Dimanche 07 octobre se jouait la fermeture de la pêche en première catégorie. Après une longue période de sécheresse, une pluviométrie très faible depuis plus de 3 mois, et mon emploi du temps bouleversé par les conditions hydrologiques, il pleuvra la dernière matinée de cette saison de pêche. Soulagement pour le pêcheur qui chaque année voit ses rivières souffrir d'un manque d'eau indéniable pendant l'été, et de nos jours, jusque l'automne...

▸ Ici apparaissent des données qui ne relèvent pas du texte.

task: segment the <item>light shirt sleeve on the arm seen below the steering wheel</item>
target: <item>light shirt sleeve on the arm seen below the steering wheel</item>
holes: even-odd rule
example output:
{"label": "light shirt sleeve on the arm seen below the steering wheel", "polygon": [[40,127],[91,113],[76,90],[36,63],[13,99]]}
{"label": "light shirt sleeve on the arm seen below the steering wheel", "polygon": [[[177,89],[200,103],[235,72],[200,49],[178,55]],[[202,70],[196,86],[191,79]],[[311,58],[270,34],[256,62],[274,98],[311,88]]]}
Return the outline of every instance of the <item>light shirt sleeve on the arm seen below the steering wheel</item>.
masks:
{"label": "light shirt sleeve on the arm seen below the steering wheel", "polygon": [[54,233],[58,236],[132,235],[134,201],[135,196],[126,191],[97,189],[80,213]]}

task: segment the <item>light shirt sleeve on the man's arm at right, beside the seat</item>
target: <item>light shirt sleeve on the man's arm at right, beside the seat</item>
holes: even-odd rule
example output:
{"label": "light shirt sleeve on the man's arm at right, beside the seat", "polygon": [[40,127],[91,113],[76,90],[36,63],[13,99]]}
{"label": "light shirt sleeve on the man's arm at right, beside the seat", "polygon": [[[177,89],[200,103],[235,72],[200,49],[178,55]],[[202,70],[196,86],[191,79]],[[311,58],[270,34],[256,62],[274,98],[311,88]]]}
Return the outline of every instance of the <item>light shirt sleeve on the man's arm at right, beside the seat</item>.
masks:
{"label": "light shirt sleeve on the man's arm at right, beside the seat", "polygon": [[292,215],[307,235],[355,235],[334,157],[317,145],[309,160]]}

Mais les sols à sec (drainage, perte de zone humide, monoculture et agriculture intensive) et les nappes phréatiques en manque, faits indéniables de la longue saison de sécheresse mais aussi de l'impact de l'homme sur la ressource en eau (eau potable, agriculture, arrosage, ménage...) n'auront pas permis à ces quelques gouttes de pluie de faire monter les niveaux d'eaux superficielles dans les rivières influencées directement par ceux des nappes d'accompagnement (eaux souterraines). Le niveau de la rivière est donc resté stable et la température correcte grâce à l'arrivée des nuits pluies fraiches de septembre.

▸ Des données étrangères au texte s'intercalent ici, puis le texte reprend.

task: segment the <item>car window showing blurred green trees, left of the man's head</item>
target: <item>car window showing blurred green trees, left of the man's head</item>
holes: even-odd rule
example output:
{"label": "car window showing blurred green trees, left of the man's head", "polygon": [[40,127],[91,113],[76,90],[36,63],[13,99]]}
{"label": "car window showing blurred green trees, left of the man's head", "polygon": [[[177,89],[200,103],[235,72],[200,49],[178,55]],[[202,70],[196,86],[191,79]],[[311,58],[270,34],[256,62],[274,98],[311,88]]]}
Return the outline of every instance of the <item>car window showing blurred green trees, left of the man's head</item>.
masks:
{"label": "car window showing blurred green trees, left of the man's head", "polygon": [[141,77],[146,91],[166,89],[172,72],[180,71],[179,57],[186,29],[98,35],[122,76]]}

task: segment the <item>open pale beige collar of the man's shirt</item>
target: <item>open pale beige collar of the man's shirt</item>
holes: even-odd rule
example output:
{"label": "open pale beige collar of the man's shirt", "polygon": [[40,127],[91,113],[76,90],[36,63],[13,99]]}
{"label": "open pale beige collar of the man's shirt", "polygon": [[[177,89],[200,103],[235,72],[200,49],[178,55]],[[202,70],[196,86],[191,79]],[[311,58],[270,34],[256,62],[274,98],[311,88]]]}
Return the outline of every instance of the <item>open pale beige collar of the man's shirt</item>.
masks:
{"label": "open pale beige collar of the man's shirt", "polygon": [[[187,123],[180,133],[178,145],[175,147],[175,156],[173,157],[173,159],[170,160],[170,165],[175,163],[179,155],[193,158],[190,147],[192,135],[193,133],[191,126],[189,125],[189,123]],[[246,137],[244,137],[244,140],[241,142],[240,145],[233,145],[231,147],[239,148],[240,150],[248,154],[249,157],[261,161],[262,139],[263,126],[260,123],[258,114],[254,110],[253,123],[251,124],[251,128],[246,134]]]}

Finalement la pluie cessa en début d'après-midi. Les conditions devinrent intéressantes et propices aux émergences à la surface de l'eau de ces invertébrés aquatiques en petites bêtes volantes que l'on nomme "mouches". Les truites fario ne tardent généralement pas à profiter de ce garde-manger en dérive à la surface de l'eau. L'intuition était bonne. Arrivé sur les berges, les insectes s'envolent et les truites en profitent. J'aperçois un premier petit rond sur l'eau, tout près de la berge et sous un aulne en fin de lisse : signe d'une belle truite en poste qui gobe avec la plus grande discrétion les petites éphémères... petites olives et éphemerella sont présentes et happées au passage.

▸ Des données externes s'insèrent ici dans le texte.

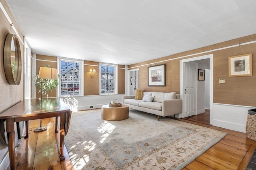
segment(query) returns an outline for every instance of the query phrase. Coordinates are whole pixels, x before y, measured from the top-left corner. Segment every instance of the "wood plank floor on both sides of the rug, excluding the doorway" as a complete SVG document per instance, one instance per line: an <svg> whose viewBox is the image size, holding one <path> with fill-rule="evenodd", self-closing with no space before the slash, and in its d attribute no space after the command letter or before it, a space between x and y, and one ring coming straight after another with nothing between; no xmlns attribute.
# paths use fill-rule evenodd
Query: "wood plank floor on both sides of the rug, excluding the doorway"
<svg viewBox="0 0 256 170"><path fill-rule="evenodd" d="M208 149L204 154L188 164L183 170L245 170L256 148L256 141L246 138L246 133L214 127L200 120L196 122L190 119L180 121L217 129L227 132L216 145ZM55 119L43 119L42 125L47 130L35 133L33 129L39 126L40 120L30 121L30 136L22 138L21 144L16 148L17 170L73 170L66 147L64 147L65 161L59 159L60 134L54 133ZM57 143L57 145L56 145Z"/></svg>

Par expérience, j'observe la scène pour faire le bon choix de la mouche et minimiser le nombre de présentations que je vais lui proposer et m'assurer de ne pas l'effrayer. Les eaux sont basses, et la truite est postée juste sous la surface. Au premier passage de mon imitation, la truite s'intéresse et approche la gueule sous la mouche mais finie par battre en retraite après le "draguage" ("to drag" en anglais) induit par le courant sur ma mouche. Je me positionne différemment pour retarder au maximum ce dernier et c'est au deuxième passage que la truite s'élève sur ma mouche pour finir par la gober discrètement. Les eaux sont basses et malgré les températures, je ne fais pas tarder le combat pour la relâcher rapidement dans les meilleures conditions.
Quelle joie de faire la rencontre de ces poissons sauvages avant la fermeture car ils nous assurent leur présence sur les frayères pendant l'hiver et une descendance pour la population autochtone. Ce que j'ai sous les yeux est de toute beauté, une beauté inestimable, ce poisson est né dans la rivière il y a quelques années sans le soutien de l'homme et fait aujourd'hui une taille qui lui permettra de pondre des milliers d'oeufs de progénitures, pour assurer la vie. Et pourtant, son milieu est fragile, très vulnérable à nos dégradations. La plupart des affluents connaissent aujourd'hui des assecs qui ne sont pas le fruit du hasard, ou de faits normaux, ils sont chaque année plus importants et destructeurs, et nous connaissons les raisons de ces maux avec, en plus, les moyens d'y remédier... En tout cas dans une certaine mesure.
Aujourd'hui, l'arrêté de sécheresse est en vigueur dans la plupart des département de France avec des situation d'alerte renforcée ou en crise, mais qui s'en informe ? Est-ce que nos communes communiquent sur cet état de catastrophe ? Font-elles, elles-mêmes, des efforts pour y remédier ? Certaines, probablement, mais les faits démontrent que chaque année, la situation s'aggrave et sous nos yeux de passionnés, ce que nous avons vécu de plus beau s'essouffle et fane peu à peu...avec une tristesse sans égal. Faut-il rappeler que l'eau, c'est la vie, et que cette situation n'est pas le fait ou la cause d'une seule problématique, mais d'une situation systémique dont certains paramètres peuvent être largement améliorés par nos actions, mais aussi et surtout nos modes de vie et de consommation. Soyons acteurs de nos territoires, témoins de ces situations et volontaires pour tenter d'y remédier, car demain l'eau pourra bel et bien disparaitre sous nos yeux, avec l'amertume de n'avoir rien tenté pour la préserver.